As for the international attention her daughter has received — both positive and negative — the judge’s mother said her daughter had her own opinion about that.
“She said it’ll die down and (everybody) will forget it,” Mary Donnelly said of the conversation with her daughter. “It will pass.”
Asked what her late husband Jack — a former Wright State University professor and Oakwood City Council member who died in 2003 — would think, Mary said: “I think he’d be very, very supportive of her and really think she did a good job.”
Ann Donnelly moved with her family to Oakwood when she was in third grade, and her father worked for A.O. Smith in Tipp City after a career with General Electric.
Her mother said Ann was a cheerleader, working on the school yearbook, and was in track and field, volleyball and drama, even later acting in “Pippin” at the University of Michigan.
Her mother said her daughter after getting her law degree at Ohio State University passed on being the first woman attorney at Dayton law firm Bieser, Greer and Landis in 1984 to see if she and her boyfriend would stay a couple.
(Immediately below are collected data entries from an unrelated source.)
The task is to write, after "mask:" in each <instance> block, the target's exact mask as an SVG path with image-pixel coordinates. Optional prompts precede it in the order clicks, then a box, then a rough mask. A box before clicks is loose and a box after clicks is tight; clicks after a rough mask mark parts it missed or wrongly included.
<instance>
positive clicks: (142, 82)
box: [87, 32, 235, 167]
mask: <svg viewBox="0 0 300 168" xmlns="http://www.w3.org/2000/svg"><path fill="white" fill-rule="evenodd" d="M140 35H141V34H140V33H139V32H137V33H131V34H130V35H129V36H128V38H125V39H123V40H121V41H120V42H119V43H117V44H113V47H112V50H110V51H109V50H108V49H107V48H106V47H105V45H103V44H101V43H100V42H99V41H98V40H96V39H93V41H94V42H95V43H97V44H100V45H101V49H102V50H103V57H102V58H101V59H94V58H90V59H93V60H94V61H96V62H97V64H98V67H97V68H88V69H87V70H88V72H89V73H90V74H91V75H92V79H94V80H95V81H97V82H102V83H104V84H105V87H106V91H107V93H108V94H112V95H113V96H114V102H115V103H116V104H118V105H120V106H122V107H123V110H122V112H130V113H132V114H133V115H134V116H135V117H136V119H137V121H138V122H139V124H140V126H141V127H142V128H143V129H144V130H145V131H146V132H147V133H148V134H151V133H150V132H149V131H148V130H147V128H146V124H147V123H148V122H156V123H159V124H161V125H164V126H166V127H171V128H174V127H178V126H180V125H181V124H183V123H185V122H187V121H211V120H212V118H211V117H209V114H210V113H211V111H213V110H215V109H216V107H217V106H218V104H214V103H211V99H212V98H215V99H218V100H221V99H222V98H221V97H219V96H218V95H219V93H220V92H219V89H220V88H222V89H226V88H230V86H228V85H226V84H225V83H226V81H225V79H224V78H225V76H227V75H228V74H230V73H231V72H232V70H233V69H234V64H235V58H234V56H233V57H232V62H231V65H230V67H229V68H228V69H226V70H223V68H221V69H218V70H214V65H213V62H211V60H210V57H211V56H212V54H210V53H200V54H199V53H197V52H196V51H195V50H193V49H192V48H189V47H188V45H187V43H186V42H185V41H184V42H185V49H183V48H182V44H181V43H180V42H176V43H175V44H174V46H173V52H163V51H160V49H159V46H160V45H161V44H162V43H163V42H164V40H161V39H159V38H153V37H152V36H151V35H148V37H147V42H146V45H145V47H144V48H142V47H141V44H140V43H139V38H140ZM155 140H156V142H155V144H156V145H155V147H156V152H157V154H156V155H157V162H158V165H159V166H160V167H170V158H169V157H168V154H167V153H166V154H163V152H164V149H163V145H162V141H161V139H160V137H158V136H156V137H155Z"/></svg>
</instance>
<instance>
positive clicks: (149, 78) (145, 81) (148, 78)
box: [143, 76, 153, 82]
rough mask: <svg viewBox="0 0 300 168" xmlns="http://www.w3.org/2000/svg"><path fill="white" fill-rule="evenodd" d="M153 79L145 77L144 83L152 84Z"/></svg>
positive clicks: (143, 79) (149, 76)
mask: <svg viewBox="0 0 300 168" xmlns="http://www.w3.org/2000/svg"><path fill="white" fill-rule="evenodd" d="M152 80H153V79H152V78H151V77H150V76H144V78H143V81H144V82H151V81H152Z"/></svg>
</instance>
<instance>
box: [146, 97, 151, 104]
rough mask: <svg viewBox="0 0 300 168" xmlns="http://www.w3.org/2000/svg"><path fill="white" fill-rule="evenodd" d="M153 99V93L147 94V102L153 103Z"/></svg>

They did, and now have two grown daughters, one of whom got married last year. As for the 95-2 Senate vote, Mary Donnelly said her daughter worried about the two “no” votes even after working her way up from a prosecutor to a state judge.
“She never lets the fact that she’s a judge alter her behavior,” Mary said. “She’s always very nice and she’s very easy going, and I think she’s always said she’s not political.”
Donnelly had a famous case as a prosecutor against two executives who stole from Tyco International and were convicted. The New York Times recounted Donnelly’s closing when she “at times seemed like a schoolteacher lecturing her students.”
The Times quoted numerous colleagues who touted Donnelly’s fairness.
Andrew M. Lankler, a partner at Baker Botts LLP, who served in the office from 1990 to 1996, told the newspaper. “She’s an extremely intelligent, deliberative and conscientious person uniquely unswayed by anything other than justice.”